Guten Rutsch, Jungs und Mädels! (Geht ja gerade nur im Schlamm und nicht im Schnee!!)


----------



## sharky (1. Januar 2016)

frohes neues allen zuammen


----------



## sharky (26. Dezember 2016)

bevor wir den bilderthread weiter missbrauchen: 

hoffe ihr hattet alle schöne weihnachtsfeiertage! wünsche euch nen guten rutsch ins neue jahr, happy trails & kette rechts!


----------



## epic-mtb (29. Dezember 2016)

Hallo Bikerinnen und Biker aus Odenwald, Spessart und Umgebung und solche, die hier biken wollen/planen  usw. 

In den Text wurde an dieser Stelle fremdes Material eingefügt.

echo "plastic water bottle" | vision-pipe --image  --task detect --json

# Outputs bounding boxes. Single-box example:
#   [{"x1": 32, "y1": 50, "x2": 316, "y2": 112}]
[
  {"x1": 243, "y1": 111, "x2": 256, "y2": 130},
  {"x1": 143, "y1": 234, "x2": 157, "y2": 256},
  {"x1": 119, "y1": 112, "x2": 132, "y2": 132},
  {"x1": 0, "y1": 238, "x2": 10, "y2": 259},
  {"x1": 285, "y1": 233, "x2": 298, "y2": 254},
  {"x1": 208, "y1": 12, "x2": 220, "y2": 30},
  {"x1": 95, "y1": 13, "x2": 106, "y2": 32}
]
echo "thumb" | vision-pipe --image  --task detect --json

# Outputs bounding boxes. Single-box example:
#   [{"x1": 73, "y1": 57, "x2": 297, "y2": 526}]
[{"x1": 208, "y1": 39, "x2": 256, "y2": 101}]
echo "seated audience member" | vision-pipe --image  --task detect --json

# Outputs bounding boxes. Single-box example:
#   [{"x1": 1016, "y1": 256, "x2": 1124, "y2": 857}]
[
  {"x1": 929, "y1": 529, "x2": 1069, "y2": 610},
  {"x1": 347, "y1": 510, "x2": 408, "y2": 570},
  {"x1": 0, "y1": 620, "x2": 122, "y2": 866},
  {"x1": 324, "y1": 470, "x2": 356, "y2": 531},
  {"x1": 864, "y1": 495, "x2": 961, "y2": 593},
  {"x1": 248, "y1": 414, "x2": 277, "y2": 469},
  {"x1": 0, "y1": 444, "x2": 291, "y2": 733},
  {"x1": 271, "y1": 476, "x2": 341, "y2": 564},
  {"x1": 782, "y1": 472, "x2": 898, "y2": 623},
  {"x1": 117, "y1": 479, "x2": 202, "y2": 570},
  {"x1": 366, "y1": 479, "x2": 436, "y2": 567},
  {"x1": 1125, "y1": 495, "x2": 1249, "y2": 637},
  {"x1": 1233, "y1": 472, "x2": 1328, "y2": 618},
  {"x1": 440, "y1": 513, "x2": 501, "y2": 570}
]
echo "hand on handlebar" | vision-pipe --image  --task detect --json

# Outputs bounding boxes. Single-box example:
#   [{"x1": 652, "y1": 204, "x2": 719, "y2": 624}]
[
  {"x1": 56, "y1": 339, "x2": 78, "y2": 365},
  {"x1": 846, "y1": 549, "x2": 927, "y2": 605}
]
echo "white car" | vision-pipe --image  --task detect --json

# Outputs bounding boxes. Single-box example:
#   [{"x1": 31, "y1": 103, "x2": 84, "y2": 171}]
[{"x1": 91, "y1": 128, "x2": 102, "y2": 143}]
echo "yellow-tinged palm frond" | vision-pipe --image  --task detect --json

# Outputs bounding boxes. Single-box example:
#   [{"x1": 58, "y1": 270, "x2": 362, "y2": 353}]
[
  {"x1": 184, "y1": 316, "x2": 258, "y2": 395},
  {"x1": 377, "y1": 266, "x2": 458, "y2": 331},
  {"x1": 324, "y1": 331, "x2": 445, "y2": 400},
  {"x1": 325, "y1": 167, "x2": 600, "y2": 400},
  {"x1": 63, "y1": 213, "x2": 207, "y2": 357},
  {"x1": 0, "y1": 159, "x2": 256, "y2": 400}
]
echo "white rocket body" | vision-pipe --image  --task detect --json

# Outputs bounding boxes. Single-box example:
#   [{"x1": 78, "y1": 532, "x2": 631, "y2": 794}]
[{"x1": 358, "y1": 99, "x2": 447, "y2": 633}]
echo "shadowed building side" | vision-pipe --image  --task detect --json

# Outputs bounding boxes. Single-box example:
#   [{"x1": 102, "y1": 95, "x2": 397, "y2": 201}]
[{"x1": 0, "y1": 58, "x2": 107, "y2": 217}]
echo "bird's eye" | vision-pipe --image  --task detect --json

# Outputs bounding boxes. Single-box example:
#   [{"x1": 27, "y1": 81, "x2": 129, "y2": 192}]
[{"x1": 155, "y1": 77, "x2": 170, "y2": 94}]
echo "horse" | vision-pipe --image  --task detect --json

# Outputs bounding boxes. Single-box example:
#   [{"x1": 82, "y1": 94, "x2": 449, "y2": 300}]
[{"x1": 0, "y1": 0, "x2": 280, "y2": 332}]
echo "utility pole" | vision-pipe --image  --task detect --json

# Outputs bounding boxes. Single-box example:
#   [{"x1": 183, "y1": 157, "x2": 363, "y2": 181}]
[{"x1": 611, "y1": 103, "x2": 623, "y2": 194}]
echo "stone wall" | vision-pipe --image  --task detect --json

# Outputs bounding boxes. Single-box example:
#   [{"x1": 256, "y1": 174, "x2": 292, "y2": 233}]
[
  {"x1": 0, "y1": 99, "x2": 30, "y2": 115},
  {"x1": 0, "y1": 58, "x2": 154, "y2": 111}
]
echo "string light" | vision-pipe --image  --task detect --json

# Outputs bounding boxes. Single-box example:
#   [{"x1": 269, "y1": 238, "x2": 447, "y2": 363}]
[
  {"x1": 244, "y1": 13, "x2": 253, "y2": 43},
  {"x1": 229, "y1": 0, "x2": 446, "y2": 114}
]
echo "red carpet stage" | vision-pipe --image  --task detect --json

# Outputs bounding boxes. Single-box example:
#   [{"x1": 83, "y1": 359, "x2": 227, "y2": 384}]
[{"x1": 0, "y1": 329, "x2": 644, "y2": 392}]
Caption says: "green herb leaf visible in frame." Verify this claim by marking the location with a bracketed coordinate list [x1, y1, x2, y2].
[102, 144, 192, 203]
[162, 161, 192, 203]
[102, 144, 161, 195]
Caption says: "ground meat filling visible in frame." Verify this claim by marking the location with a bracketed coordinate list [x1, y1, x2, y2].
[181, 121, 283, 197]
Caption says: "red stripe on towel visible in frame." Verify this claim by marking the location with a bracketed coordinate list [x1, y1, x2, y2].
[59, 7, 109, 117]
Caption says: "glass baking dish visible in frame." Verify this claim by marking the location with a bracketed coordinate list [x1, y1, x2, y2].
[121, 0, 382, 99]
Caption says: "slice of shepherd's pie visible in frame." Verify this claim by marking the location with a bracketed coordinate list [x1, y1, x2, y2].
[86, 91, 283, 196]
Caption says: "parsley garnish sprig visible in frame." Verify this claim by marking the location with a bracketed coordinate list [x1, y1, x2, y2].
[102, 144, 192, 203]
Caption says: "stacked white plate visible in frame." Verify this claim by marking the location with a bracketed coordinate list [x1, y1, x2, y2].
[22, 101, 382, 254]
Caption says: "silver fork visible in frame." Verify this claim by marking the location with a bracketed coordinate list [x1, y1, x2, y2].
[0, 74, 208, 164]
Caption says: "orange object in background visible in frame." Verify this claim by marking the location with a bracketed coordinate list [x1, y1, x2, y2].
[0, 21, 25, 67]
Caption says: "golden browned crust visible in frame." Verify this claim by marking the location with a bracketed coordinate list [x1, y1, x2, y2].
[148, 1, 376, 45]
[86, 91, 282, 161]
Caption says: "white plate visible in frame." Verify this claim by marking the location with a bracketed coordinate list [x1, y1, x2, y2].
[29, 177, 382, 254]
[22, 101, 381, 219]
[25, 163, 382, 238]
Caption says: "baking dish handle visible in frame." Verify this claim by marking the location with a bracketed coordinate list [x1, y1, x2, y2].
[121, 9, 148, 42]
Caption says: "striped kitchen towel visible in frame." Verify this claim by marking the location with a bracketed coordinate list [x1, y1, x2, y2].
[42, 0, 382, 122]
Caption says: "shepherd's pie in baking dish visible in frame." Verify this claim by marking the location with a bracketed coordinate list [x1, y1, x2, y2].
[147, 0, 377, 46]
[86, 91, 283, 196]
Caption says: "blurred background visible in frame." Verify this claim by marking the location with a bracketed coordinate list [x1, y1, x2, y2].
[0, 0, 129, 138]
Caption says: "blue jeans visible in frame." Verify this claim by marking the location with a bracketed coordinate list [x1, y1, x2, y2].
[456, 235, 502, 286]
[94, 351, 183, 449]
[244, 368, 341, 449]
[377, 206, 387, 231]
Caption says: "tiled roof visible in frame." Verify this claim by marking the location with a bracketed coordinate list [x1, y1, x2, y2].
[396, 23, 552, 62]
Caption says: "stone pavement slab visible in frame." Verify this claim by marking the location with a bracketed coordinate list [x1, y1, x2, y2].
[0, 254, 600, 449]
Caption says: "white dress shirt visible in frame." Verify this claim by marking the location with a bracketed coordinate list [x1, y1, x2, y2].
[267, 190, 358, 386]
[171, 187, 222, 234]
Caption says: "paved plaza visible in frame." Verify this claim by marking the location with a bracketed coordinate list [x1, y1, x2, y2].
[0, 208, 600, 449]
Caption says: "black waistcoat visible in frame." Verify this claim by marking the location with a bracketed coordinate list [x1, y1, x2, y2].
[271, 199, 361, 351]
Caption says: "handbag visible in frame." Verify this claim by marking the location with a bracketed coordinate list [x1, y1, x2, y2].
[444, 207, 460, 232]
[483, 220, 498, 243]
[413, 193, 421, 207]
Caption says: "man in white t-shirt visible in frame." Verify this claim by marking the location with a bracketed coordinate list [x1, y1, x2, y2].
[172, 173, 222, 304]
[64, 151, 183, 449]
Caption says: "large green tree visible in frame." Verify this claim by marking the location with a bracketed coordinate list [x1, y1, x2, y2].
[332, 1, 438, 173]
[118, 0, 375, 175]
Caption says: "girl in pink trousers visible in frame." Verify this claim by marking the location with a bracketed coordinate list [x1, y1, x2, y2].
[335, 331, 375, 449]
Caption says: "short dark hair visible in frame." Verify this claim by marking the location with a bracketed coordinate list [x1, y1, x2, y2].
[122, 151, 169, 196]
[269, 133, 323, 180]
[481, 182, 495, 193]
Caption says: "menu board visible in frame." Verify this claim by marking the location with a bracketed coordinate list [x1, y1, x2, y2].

Ich hoffe, Ihr wurdet reichlich beschenkt.
Für 2017 wünsche Euch noch viel mehr Spaß beim Biken und vor allem Gesundheit!

Walter


----------



## MTB-News.de




----------



## sharky (30. Dezember 2016)

Danke Walter das wünsche ich dir auch 

Kette rechts. Gummi unten. Happy trails. usw


----------



## migges (30. Dezember 2016)

Auch ein Danke von mir,und daselbe auch für euch alle.
Mit gruss aus dem Spessart.


----------



## fritzejoergel (31. Dezember 2016)

Euch allen einen guten Rutsch ins neue Jahr,ride on


----------



## sharky (23. Dezember 2017)

so, auf in runde 11 

euch allen frohe weihnachten, einen guten rutsch, happy trails & kette rechts in 2018!


----------



## Keeper1407 (24. Dezember 2017)

Frohe Weihnachten und einen guten Rutsch wünschen wir allen Odenwald- und Spessartbikern aus Walldürn.


----------



## fritzejoergel (24. Dezember 2017)

Euch allen auch ein schönes Weihnachten und einen guten Rutsch.
Für alle die etwas Bewegung suchen einen kleinen Tour Vorschlag.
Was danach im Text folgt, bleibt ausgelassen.